Hi, Can anyone help me with the code below? I want to be able to open web pages and find all the sections containing the meta element with the "name" attribute, and then grab the meta descriptions i.e. values of content attribute when 'name="description"' is present. The problem that I am having with the code below is that it doesn't find such sections when they are preceded by other '<meta name...' sections. Eg.
<!---
It will work for the following lines in the
content....
-->
<title>here is a title</title>
<meta NAME="DESCRIPTION" CONTENT="It works with
this description spread over
several lines">
<!---
but it won't work for.....
-->
.
.
<meta name="robots" content="all" />
<meta name="author" content="Fred Smith" />
<meta name="Copyright" content="Copyright (c) 2005 ..." />
<title>page title goes here</title>
<meta name="description" content="this is the content I want,
but it fails to grab it">
<!-- Now, here is the code. I suspect there is a problem with the regex or perhaps the way I am
calling preg_match_all
-->
<?
include_once("class.errorHandler.php");
$urlOpen = // url for web page to open
$content = '';
ErrorHandler::set();
try
{
if ($handle = fopen($urlOpen, "r"))
{
while (!feof($handle))
{
$content .= fread($handle, 8192);
}
}
fclose($handle);
} catch(Exception $e)
{
// "Couldn't open file";
}
if ($content != "")
{
$pattern = '/<meta ([^>]*)name="([^"\'>]*)"([^>]*)/im';
if (preg_match_all($pattern,$content,$matches))
{
for ($i=0;$i<count($matches)&&!isset($descr);$i++)
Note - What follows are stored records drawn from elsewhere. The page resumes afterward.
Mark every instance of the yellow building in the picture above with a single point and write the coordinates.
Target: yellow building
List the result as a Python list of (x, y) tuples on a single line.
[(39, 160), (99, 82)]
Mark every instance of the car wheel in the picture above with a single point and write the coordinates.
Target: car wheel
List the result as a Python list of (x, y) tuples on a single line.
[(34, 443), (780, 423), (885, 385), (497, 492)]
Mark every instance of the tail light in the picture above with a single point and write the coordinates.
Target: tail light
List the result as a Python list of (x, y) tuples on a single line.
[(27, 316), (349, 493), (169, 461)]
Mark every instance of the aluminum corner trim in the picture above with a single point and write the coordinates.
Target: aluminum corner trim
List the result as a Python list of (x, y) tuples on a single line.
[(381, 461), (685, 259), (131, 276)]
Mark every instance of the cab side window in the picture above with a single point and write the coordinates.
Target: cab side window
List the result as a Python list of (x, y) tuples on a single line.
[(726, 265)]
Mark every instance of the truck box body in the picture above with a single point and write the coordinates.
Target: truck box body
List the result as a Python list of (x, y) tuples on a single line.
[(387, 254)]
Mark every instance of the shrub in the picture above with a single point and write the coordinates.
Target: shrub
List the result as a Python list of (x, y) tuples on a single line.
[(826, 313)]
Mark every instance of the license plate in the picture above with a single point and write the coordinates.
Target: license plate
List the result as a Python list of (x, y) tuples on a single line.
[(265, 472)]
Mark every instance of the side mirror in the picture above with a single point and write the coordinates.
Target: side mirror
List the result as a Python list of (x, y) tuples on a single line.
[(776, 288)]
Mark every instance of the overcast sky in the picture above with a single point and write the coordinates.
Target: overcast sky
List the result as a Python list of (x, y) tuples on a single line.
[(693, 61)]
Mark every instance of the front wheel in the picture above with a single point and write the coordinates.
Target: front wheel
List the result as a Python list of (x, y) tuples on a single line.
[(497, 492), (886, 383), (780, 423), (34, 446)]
// loop will terminate when $descr gets assigned the result, or when
// all matches have been looped through
{
$str_matches=strtolower($matches[$i][0]);
$pos = strpos($str_matches,'name=');
if (!(is_bool($pos) && !$pos))
{
$name = trim(substr($str_matches,$pos+5),'"');
$pos = strpos($name,'"');
$name = substr($name,0,$pos);
if (strcasecmp("description",$name)==0)
{
$pos = strpos($str_matches,'content=');
if (!(is_bool($pos) && !$pos))
$descr=trim(substr($str_matches,$pos+8),'"');
}
}
}
}
else
{
$descr='no description found';
}
}
----------------
Any help will be appreciated. Thanks in advance,
Phil